The wave itself is decent, but sort of soft most of the time. Takeoffs are easy and the wave sort of rolls a little bit before it starts to break. Sometimes on the lower tides you will get a little faster drop and quicker sections along the inside but they aren’t as critical as other Newport Breaks.
The main peak at Blackies is right in the middle of the beach between the jetty and the pier…most people consider that area to be Blackies “proper”…but really most of the beach up to the 28th St. jetty breaks about the same.
Blackies really starts to shine on larger short/medium-period W swells…which are really only generated by nearby storms and sometimes heavy winds in the local waters. The shorter period westerly direction passes over the deeper parts of the Sub Marine canyon and refract as it gets closer to shore. As the refraction occurs it bends some of the swell back on itself and has a tendency to cross up right at the Blackies peak and up through the lower jetties. This cross up action speeds the wave up, sets up some workable shoulders, and generally improves shape a ton compared to a normal Blackies wave.
Unfortunately these swells are on the rare side, are rather short lived, and usually bring along a ton of junky weather and onshore winds. Your best bet is to try and catch Blackies either right before or right after a storm hits…sometimes the winds will lay down, or shift semi-offshore and you can score a few really fun waves before conditions fall apart again.

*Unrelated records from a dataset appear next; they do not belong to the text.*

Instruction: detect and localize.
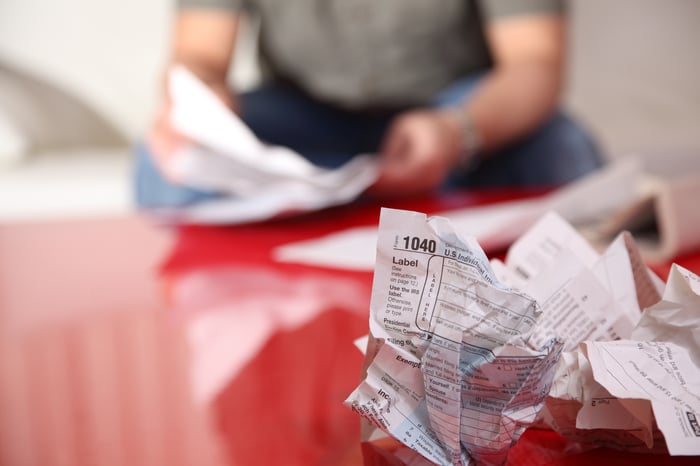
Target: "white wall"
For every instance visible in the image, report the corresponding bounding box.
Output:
[0,0,700,155]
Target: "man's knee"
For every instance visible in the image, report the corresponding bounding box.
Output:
[134,143,218,208]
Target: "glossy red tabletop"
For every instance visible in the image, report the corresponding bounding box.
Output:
[0,192,700,466]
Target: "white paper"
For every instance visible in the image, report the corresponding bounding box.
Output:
[145,66,378,223]
[586,340,700,455]
[347,209,560,464]
[275,160,640,271]
[347,209,700,464]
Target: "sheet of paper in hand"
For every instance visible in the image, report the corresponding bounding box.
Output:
[346,209,561,465]
[146,66,378,223]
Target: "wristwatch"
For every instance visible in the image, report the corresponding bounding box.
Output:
[450,107,481,168]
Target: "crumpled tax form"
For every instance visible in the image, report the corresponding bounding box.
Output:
[346,209,561,465]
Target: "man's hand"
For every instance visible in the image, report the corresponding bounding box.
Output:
[370,110,463,197]
[147,8,239,181]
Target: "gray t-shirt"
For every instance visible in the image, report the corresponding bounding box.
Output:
[178,0,562,108]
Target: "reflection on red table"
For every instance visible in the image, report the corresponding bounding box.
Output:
[0,193,700,466]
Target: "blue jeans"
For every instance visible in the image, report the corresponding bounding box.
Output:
[135,75,603,207]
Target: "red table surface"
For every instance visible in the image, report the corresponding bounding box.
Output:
[0,192,700,466]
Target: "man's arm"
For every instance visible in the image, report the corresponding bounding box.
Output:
[465,15,565,152]
[148,8,239,167]
[171,8,239,96]
[372,14,564,195]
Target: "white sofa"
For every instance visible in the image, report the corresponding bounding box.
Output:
[0,0,700,221]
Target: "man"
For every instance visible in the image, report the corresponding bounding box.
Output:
[139,0,602,205]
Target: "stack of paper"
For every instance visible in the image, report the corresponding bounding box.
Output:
[145,66,378,223]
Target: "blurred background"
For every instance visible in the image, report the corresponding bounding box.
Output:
[0,0,700,221]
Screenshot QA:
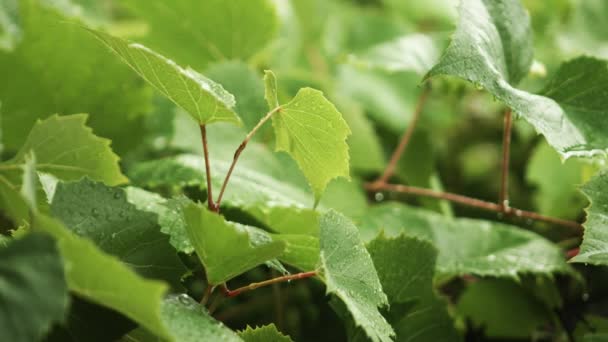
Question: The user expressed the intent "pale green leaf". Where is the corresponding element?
[427,0,608,158]
[361,203,572,278]
[570,172,608,265]
[183,204,285,285]
[319,211,395,341]
[349,33,440,76]
[51,179,186,286]
[0,233,69,342]
[367,235,461,342]
[0,0,152,152]
[33,215,169,338]
[272,88,350,202]
[239,324,293,342]
[123,0,278,71]
[90,30,240,125]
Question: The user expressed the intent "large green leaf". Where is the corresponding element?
[239,324,293,342]
[427,0,608,157]
[0,0,151,151]
[361,203,572,278]
[123,0,278,71]
[183,204,285,285]
[266,72,351,202]
[33,214,169,337]
[0,233,69,342]
[570,172,608,265]
[0,114,127,223]
[90,30,240,125]
[319,211,395,341]
[51,179,186,286]
[367,235,460,342]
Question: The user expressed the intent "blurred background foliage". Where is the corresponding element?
[0,0,608,341]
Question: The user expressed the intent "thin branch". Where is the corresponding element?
[498,109,513,211]
[222,271,317,297]
[200,125,218,212]
[215,106,281,211]
[376,85,431,184]
[366,183,583,232]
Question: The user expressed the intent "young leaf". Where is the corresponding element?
[183,203,285,285]
[266,84,350,203]
[239,324,293,342]
[33,214,169,338]
[426,0,608,158]
[367,235,461,342]
[319,211,395,341]
[90,30,240,125]
[361,203,572,279]
[123,0,278,70]
[0,233,69,342]
[51,178,186,287]
[570,172,608,265]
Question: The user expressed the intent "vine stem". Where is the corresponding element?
[366,182,583,231]
[498,109,513,212]
[200,125,219,212]
[222,271,317,297]
[376,85,431,184]
[215,106,281,208]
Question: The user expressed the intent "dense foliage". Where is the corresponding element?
[0,0,608,342]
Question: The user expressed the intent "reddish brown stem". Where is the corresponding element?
[215,106,281,212]
[366,183,583,231]
[376,85,431,184]
[498,109,513,212]
[200,125,218,212]
[222,271,317,297]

Personally I don’t think summer is as fun at Blackies as it is in other parts of Newport. There isn’t a ton of swell that makes it into the break and after the dawn patrol starts to break up the beach gets super crowded, parking is a joke, and they have a tendency to blackball pretty quickly…even on the weekdays.
Best swell direction: Short-medium period W swell (260-280) and a touch of S swell.
Best Wind: N-NE-E, light-moderate Santa Ana winds are the best.
Sea Floor: Sand
Best Season: Fall, Winter and early Spring. It is usually more consistent in the winter but cleaner in the fall.
Crowds: Yeah most of the time there is a crowd and a regular Blackies crew that surf there every day. You can still get a few waves if you are patient and have a good attitude.